Qwen2.5 3 B Loki
bunnycoreIntroduction
QWEN2.5-3B-LOKI is a merged model designed for text generation, created using the Mergekit tool. It combines several pre-trained language models to enhance performance and capabilities in text generation tasks.
Architecture
The model architecture is based on a merge of the Qwen/Qwen2.5-3B as a base model with additional models, bunnycore/Qwen2.5-3B-RP-Mix and bunnycore/Qwen2.5-3B-MiniMix. The merging process employs the TIES method, which optimizes model performance by combining varying model strengths.
Training
The QWEN2.5-3B-LOKI model was formed using a specific YAML configuration that involves setting parameters such as density and weight for each model in the merge. The configuration also specifies details like not normalizing parameters, using an int8 mask, and setting the data type to float16. This configuration ensures a balanced integration of features from the contributing models.
Guide: Running Locally
To run QWEN2.5-3B-LOKI locally, follow these steps:
- Install Required Libraries: Make sure you have Python and the
transformers
library installed. - Clone the Repository: Use the Hugging Face CLI or Git to clone the model repository.

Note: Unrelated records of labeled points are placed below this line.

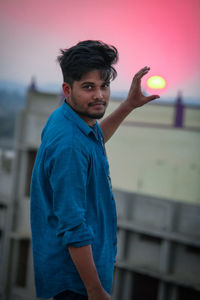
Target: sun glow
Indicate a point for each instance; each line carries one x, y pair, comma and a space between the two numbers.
156, 82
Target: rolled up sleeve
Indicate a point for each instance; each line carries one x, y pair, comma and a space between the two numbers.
67, 171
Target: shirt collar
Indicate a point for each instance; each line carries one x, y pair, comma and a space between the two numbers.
70, 114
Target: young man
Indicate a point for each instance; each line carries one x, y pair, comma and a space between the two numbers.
73, 214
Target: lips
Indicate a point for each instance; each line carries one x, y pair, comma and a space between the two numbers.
99, 103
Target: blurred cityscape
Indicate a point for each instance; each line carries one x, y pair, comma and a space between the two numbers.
155, 169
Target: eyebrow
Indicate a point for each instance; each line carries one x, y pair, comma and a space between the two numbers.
92, 83
87, 82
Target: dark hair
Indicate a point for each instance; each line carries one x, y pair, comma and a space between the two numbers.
87, 56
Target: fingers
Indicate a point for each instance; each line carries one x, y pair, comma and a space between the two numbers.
141, 73
152, 97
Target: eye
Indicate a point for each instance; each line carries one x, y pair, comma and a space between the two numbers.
88, 87
106, 85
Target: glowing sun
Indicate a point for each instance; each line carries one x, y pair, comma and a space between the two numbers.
156, 82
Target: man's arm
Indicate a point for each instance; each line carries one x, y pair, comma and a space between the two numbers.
135, 99
83, 260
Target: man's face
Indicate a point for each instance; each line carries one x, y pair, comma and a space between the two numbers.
89, 96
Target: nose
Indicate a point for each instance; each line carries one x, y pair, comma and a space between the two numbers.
98, 94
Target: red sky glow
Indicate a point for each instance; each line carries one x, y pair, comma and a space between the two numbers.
164, 35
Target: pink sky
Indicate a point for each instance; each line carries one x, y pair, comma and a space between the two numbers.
164, 35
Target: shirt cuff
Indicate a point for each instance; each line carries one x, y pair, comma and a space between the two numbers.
81, 235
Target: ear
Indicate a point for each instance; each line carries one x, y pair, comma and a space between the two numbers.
66, 89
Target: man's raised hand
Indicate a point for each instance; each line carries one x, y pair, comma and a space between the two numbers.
135, 96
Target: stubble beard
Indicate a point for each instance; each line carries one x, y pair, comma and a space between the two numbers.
87, 114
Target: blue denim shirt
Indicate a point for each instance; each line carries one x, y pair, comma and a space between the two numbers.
71, 204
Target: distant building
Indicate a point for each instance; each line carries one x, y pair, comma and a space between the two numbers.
155, 168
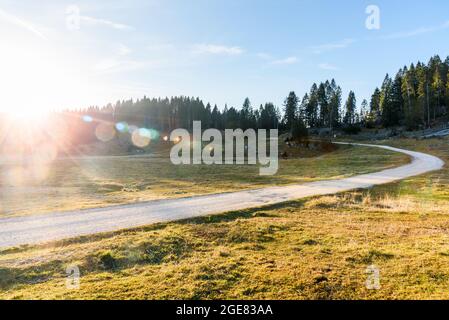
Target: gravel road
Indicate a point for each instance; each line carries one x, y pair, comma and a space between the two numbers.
16, 231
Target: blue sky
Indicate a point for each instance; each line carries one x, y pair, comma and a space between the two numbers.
58, 54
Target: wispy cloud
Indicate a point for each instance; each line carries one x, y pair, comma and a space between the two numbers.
327, 66
417, 32
288, 60
21, 23
217, 49
332, 46
103, 22
114, 65
123, 50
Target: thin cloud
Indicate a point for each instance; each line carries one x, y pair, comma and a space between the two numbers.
21, 23
217, 49
103, 22
327, 66
417, 32
114, 65
288, 60
332, 46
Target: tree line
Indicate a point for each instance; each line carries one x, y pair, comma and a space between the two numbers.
416, 97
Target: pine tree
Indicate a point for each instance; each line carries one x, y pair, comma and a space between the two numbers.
375, 106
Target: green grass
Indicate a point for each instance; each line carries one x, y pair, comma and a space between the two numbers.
317, 248
86, 182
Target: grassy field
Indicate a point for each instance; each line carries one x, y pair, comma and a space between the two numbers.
317, 248
86, 182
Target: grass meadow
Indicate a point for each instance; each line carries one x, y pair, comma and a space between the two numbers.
316, 248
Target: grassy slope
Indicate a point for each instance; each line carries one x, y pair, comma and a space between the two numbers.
79, 183
317, 248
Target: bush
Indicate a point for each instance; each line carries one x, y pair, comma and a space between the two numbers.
299, 131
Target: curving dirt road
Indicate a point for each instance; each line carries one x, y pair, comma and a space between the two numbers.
55, 226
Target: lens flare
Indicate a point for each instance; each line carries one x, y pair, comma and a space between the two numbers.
105, 132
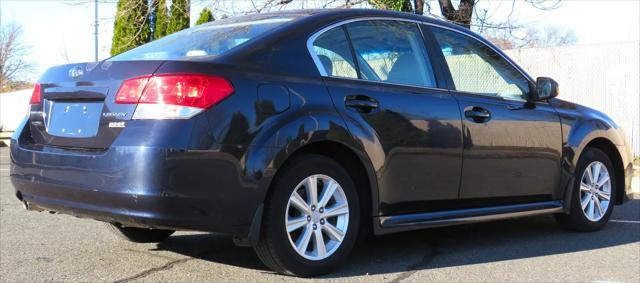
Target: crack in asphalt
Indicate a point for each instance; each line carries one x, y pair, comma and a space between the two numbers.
151, 254
163, 267
427, 258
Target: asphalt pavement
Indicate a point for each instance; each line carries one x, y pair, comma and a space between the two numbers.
37, 246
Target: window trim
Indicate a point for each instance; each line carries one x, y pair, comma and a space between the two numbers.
323, 72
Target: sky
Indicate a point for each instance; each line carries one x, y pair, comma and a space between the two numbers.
62, 31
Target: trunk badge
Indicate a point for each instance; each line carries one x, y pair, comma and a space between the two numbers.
76, 72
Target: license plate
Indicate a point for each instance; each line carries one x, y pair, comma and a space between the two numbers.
73, 119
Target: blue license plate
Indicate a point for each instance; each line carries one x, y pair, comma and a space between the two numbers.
73, 119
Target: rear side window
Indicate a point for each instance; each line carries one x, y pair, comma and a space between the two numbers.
203, 40
334, 55
478, 69
391, 51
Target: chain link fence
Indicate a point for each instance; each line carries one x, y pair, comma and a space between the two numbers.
605, 77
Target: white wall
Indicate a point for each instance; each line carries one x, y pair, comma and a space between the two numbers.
13, 108
605, 77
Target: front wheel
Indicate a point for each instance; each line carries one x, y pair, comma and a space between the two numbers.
311, 218
593, 193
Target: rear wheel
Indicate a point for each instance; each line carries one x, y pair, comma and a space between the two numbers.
311, 218
593, 193
139, 235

- Load the Model: Utilize the
transformers
library to load the model into your environment. - Run Inference: Use the model for text generation tasks as needed.
For optimal performance, especially for large models like QWEN2.5-3B-LOKI, it is recommended to use cloud GPUs from providers such as AWS, Google Cloud, or Azure.
License
The model and its components are distributed under the license specified in the Hugging Face model repository. Ensure compliance with the license terms when utilizing or modifying the model.